20/10/2015
Un mundo diferente
Por Care Santos, escritora
Qué le debo a los libros y qué a la vida. Dónde aprendí lo que sé, de quién, a través de qué mecanismos. Con qué títulos y en qué momento contraje mis mayores deudas. Me formulo a menudo este tipo de preguntas. Aunque no logre cuantificarlo, sé lo mucho que les debo a las lecturas realizadas a lo largo de toda una vida de vivir en los libros. No en los míos, por supuesto —los míos son sólo una consecuencia, que llegó después, tarde—, sino en los de otros.
Los autores me contemplaban desde los anaqueles de mi primera biblioteca pública, desafiándome con su orden alfabético y sus nombres por completo desconocidos: Austen, Dickens, Collins, Defoe… (estamos ante el anaquel de Literatura inglesa). Poco a poco sus nombres fueron haciéndose familiares, íntimos, y sus libros se transformaron en lugares donde vivir. No era una vida como otras, sino una vida concentrada, que prescindía de las elipsis y de lo superfluo. Allí aprendí del amor y de la muerte y del dolor y del corazón negro de la venganza y de la fugacidad de la existencia mucho antes de que la vida me enseñara todo eso pero de un modo mucho más desordenado. La Literatura fue una escuela de lo esencial, aquello que nadie me contaba o que te llevaba toda una vida saber. Los libros fueron un atajo hacia la sabiduría y también un distintivo. Quien leía sabía cosas terribles que los demás ignoraban. Siempre supe que pertenecer a ese club significaba formar parte de una elite de privilegiados. Yo quería saber lo terrible. Sobre todo, eso.
En los libros también aprendí a admirar, a respetar. Los escritores que yo amaba no parecían personas normales. Se dedicaban a su vocación en cuerpo y alma. A veces se olvidaban un poco de vivir por inventar las fantasías que a mí tanto me subyugaban. El mundo no hubiera sido ni mejor ni peor si uno solo de aquellos escritores a quienes yo amaba no hubiera escrito sus libros. Qué importancia tendrá algo tan nimio, ahora que podemos mesurar el Universo. Qué papel tiene un hombre entre siete mil millones. Pero yo hubiera sido diferente sin aquellos libros. Otra persona, sin duda. Más gris, menos entusiasta, más ignorante.
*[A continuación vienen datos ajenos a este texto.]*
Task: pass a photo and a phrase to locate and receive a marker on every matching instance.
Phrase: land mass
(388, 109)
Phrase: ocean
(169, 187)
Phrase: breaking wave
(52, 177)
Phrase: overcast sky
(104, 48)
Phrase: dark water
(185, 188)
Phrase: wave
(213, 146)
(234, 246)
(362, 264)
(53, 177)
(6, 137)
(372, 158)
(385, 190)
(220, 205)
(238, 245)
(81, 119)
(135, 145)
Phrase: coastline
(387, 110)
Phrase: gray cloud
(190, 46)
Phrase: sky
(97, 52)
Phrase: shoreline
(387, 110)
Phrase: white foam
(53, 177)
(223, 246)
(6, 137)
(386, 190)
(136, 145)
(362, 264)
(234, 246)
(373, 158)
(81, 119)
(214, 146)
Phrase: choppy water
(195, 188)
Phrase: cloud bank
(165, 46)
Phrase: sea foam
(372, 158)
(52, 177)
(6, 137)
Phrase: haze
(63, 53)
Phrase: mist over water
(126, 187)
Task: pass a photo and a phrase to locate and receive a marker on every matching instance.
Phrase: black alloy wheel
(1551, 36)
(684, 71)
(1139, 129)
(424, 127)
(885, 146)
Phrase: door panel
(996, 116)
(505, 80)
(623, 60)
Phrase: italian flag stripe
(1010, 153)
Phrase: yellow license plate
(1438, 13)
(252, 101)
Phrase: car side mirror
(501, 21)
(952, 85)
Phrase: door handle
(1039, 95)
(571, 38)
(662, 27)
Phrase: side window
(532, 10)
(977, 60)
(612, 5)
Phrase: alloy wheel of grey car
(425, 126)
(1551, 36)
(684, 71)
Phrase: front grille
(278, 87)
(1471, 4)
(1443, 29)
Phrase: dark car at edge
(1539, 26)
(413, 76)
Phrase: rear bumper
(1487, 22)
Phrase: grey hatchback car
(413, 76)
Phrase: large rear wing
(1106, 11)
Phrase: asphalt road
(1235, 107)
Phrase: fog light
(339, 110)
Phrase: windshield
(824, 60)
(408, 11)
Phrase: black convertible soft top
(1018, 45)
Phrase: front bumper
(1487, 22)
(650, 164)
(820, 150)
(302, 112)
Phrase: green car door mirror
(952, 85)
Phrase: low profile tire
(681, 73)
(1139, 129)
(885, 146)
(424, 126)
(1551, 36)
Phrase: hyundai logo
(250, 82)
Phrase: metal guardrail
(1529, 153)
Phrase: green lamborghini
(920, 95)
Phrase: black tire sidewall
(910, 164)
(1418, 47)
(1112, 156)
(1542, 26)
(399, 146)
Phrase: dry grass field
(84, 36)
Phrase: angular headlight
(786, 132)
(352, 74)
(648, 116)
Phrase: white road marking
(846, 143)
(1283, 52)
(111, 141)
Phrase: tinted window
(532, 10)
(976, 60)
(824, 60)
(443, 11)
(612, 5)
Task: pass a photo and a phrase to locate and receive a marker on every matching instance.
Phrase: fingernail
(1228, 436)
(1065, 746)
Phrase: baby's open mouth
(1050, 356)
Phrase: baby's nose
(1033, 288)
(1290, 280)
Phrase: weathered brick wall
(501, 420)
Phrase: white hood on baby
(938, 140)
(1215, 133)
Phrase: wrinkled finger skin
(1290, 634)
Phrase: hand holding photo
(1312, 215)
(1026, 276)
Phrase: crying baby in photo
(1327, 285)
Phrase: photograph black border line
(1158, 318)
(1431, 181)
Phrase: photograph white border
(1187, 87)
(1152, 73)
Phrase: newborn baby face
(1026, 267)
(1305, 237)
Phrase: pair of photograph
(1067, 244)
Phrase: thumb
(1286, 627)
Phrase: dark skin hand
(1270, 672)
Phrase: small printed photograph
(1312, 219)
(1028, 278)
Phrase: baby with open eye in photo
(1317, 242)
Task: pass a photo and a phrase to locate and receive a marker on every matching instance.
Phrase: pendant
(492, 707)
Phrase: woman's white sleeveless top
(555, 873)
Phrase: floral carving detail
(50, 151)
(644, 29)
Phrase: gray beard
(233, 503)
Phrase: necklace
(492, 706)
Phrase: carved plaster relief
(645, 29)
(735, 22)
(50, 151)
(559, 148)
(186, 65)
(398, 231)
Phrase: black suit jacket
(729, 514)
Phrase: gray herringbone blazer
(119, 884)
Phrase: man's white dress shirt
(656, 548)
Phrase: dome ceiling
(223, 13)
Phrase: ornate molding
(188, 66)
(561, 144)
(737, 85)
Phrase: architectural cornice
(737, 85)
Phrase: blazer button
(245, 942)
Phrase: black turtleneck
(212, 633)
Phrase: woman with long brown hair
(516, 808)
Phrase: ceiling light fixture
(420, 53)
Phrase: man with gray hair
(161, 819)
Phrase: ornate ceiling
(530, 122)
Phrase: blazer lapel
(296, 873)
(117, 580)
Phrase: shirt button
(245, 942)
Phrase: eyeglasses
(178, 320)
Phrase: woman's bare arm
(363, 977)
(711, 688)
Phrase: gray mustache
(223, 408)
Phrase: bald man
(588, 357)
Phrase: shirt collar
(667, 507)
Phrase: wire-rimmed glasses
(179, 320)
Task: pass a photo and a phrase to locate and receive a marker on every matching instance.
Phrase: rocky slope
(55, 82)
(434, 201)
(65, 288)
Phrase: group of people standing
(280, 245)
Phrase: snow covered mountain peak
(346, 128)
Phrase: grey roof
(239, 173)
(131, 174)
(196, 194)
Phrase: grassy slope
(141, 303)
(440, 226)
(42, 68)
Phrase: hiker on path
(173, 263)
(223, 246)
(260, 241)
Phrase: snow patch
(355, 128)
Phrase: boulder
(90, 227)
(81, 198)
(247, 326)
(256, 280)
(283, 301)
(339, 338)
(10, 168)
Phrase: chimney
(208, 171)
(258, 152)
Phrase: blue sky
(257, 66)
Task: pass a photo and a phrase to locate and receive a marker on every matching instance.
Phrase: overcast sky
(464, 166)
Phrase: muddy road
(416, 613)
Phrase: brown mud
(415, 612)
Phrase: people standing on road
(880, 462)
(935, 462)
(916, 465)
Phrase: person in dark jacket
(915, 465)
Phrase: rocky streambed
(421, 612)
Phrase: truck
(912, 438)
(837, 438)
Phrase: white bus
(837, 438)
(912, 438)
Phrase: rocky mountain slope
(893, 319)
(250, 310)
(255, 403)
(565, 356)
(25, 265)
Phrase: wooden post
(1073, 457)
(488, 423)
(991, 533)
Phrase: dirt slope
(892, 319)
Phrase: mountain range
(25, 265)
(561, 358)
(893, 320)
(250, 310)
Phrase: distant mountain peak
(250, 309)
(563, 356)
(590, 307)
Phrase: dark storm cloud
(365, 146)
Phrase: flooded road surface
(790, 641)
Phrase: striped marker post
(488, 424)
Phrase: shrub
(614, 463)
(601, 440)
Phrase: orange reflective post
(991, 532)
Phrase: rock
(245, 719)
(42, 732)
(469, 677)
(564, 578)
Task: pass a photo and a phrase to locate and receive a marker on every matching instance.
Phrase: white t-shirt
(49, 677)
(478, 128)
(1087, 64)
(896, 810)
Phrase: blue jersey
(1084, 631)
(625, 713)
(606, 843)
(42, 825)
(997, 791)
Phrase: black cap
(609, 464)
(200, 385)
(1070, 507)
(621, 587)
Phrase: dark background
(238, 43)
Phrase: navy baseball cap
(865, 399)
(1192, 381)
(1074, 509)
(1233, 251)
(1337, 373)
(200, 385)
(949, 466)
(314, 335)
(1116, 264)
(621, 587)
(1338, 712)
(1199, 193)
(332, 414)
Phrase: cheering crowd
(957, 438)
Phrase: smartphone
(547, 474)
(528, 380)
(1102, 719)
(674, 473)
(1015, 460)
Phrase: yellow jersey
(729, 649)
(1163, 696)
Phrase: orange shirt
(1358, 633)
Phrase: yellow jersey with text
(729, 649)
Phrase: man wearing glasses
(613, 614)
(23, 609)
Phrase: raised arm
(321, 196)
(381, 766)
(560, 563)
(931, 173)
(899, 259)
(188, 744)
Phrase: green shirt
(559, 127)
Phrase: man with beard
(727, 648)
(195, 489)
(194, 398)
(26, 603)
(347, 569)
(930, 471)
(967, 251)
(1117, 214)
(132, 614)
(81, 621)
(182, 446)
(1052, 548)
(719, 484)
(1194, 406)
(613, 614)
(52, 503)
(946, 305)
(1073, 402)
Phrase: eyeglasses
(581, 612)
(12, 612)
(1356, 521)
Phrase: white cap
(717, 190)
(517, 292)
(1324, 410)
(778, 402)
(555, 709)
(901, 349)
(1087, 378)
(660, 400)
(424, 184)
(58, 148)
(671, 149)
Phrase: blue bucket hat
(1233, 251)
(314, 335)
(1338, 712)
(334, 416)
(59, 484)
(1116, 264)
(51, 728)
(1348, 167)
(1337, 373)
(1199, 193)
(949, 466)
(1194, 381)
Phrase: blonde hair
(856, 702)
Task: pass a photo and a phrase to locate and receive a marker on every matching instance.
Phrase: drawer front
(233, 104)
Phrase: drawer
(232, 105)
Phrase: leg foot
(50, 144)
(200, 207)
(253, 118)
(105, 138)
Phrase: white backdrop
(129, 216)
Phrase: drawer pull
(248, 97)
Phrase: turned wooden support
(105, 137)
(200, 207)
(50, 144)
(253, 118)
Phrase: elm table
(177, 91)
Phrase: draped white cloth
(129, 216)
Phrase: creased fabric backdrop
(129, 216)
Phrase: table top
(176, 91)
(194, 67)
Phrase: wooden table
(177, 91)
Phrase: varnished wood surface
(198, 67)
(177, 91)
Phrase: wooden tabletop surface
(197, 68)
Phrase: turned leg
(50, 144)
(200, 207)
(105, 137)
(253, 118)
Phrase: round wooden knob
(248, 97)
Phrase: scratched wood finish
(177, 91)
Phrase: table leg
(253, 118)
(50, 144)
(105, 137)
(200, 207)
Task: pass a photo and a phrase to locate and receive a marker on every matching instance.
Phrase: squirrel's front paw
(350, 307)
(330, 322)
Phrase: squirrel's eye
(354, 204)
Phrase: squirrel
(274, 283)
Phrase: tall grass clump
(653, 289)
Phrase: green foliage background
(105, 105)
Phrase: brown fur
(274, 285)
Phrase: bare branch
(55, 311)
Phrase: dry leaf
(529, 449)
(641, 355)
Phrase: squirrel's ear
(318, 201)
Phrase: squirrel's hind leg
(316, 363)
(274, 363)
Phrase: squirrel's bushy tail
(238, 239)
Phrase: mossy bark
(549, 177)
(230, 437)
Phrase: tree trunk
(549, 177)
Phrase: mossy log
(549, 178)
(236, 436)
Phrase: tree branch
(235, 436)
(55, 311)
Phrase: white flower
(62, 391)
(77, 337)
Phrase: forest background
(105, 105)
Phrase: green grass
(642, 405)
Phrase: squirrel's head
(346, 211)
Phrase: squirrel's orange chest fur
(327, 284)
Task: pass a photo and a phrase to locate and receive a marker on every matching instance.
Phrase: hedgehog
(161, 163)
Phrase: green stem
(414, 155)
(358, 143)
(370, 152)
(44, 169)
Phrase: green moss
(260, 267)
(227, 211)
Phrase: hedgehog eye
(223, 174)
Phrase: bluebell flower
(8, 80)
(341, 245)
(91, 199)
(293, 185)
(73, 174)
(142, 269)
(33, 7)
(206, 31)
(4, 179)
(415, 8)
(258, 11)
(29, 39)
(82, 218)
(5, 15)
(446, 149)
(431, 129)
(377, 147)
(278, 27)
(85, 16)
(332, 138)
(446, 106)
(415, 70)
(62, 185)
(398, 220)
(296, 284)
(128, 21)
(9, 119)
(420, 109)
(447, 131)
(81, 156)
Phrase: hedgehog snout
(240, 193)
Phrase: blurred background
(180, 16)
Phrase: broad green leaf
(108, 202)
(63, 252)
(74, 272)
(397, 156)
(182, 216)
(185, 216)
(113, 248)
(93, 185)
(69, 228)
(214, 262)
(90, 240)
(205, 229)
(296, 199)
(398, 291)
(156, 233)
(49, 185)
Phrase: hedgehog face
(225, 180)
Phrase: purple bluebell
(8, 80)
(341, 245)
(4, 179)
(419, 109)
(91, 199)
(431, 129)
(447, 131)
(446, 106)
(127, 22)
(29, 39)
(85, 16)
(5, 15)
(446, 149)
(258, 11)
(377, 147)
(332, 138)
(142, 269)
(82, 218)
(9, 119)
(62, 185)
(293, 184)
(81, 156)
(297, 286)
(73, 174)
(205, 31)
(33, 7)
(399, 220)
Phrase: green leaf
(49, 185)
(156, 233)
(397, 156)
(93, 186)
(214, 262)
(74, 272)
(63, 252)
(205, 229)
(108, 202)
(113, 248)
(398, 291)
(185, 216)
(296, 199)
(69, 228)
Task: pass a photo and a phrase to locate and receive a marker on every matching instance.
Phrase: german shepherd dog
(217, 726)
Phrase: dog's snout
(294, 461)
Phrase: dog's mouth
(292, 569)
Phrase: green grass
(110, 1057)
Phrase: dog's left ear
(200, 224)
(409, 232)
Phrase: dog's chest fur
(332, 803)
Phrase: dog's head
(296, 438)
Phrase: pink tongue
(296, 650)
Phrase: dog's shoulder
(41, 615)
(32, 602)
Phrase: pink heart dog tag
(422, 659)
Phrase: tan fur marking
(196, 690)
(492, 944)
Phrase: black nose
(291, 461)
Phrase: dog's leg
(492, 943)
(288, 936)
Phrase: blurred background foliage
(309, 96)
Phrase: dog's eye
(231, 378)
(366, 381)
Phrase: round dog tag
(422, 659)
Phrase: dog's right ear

Si ellos no hubieran escrito sus libros, yo no estaría hoy aquí, tratando de hacer con las palabras un mundo. Si ellos hubieran tenido que dedicarse a otra cosa —Walter Scott era abogado, por ejemplo, y hubiera ejercido como tal si no hubiera sido un escritor de éxito— también yo habría tenido que hacerlo, más de un siglo y medio después.
No creo que los lectores que les permitieron vivir de escribir y a veces hacerse inmensamente ricos pensaran alguna vez qué significaba comprar las historias de Dickens, de Collins, de Scott, de otros. La mayor muestra de respeto al trabajo de un creador, en primer lugar. Un modo de decir: Aprecio tu trabajo, por eso pago por él. También era un modo de perpetuar ese mismo trabajo. De convertirlo en un legado para el mundo. Sin esos lectores que respetaron, se entusiasmaron y pagaron por leer, tal vez muchas de las obras que hoy conocemos no existirían. ¿El mundo rotaría de un modo diferente? No. Pero sería un lugar en el que merecería menos la pena vivir.
Por eso la mejor manera de admirar a un creador es valorar su trabajo. Colaborar a que siga haciéndolo.